Ian Paisley Jr and two unforgettable family holidays

You probably heard Claire Hanna on Talkback yesterday. She’s got a musical voice that’s laced with cheerfulness, and if you weren’t careful you could find yourself agreeing with her. But that would be a bad mistake.   Because Claire wants any coming by-election in North Antrim to be about Brexit. Wrong, Claire. Wrong wrong wrong wrong.

There is one focus called for in this case and that is on the North Antrim DUP MP and why he should not continue to be an MP.

A quick reminder in case you’ve forgotten. In 2013 Ian Paisley Jr accepted two family holidays, all expenses paid, from the Sri Lankan government. He says they totted up to ‘around £50,000’. Several other estimations put it nearer £100,000. Either way, Paisley took the holidays and forgot/didn’t bother to tell the British parliament about them. The rules clearly said he must but he didn’t. What’s more, he wrote to the prime minister at the time, David Cameron, urging him to resist a UN resolution that there be an investigation into possible human rights abuses by the Sri Lankan government. In his letter, the DUP MP for North Antrim forgot/didn’t bother to tell his prime minister that he’d had a couple of top-drawer holidays (when did you last spend £25,000, let alone £50,000, on a family holiday?) at the expense of the Sri Lankan government.

The House of Commons has investigated his case and hsd now barred him from parliament until November. If 10% of his electorate call for it, a by-election must be held.

Now. What is this political story about?
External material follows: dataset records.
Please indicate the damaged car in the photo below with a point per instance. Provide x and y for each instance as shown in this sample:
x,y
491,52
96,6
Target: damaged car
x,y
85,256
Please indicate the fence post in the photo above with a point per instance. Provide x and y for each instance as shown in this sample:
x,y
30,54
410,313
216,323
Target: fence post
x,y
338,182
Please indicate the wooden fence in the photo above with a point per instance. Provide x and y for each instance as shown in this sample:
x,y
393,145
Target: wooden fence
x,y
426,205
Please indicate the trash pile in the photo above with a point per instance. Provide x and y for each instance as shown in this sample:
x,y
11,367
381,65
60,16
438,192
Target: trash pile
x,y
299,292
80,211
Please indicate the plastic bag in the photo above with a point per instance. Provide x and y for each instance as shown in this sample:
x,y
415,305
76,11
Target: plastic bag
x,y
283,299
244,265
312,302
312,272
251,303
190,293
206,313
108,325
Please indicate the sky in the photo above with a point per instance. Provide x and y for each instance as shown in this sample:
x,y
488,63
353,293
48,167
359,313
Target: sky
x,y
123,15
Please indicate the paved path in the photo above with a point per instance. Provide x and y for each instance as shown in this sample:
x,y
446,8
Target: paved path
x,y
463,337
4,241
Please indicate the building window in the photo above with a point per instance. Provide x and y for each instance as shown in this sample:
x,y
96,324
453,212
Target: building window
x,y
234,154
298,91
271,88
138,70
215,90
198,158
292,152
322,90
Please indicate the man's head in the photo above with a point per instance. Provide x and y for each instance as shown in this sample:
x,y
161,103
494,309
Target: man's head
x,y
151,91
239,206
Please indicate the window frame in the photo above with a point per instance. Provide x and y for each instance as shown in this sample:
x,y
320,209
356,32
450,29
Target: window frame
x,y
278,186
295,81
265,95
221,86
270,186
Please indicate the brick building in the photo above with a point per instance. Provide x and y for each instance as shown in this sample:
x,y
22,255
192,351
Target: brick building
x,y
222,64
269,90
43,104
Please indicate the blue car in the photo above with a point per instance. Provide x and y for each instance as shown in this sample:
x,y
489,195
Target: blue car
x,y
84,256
Money, money, money. Sound familiar? It should, because there’s a big investigation still going on into a scheme you may have heard of – the Renewable Heating Initiative (RHI). It involves Arlene Foster, the leader of the DUP. Ian Paisley’s father was the founder of the DUP and Ian Jr is a senior figure in the party.

While the cash-for-ash investigation has yet to bubble to a climax (hello, Jonathan Bell), the Paisley lobby-for-holidays case is clear-cut and undisputed: the North Antrim MP got two massive holidays from a foreign government and then urged his PM to go aisy on said government about their human rights record. On TV two nights ago, astonishingly, Arlene Foster said her party would have to look into the Paisley affair, follow Party procedures and, well, these things take time, have to be fair to the man, yadda yadda boomadaisy. Like he hasn’t, after full and fair investigation, been found guilty already?

So here’s my question: if an elected representative can carry on – that is, stay in post or be re-elected if there’s a by-election – after such a blatant piece of lobby subterfuge, what’s the point? I mean, what is the bloody point? Are we all now in Trumpland, where our elected representatives can do whatever they want? And if found out, can apologise and carry on without a blush?

And speaking of big money: what is it about the DUP that financial stories are drawn to them like bluebottles to a dung heap? You’ll remember the NAMA scandal, when back in 2015 a Stormont finance committee heard allegations that Peter Robinson was one of the people who were to benefit from National Asset Management Agency sell-off. You’ll also remember the Red Sky affair in 2010, when that company was caught up in a scandal over financial irregularities and a BBC Spotlight programme alleged DUP involvement in the affair.

So Ian Paisley’s financial sleight-of-hand forms part, you might say, of a DUP tradition. Will the DUP expel him from the party? Or are they OK with this kind of thing, providing there’s an apology and the sinner, tears in his eyes, makes a speech about how much he loves his constituents?

Listen to me. Barry McElduff got booted out of Sinn Féin for balancing a loaf on his head. If Ian Paisley isn’t booted out of the DUP for lobbying on behalf of a government that slipped him two massively luxurious holidays, then the public will know once and for all at what level the DUP sets the bar of probity.

Meanwhile please, Claire, no more cheerful chirping about making any by-election a chance to field a an agreed anti-Brexit candidate. After all, your party has always rejected on principle the idea of an agreed candidate in places like Fermanagh-South Tyrone. Instead, focus on Ian Paisley, his party, and how they respond to the scandal of the holiday lolly. Or put more simply: follow the money.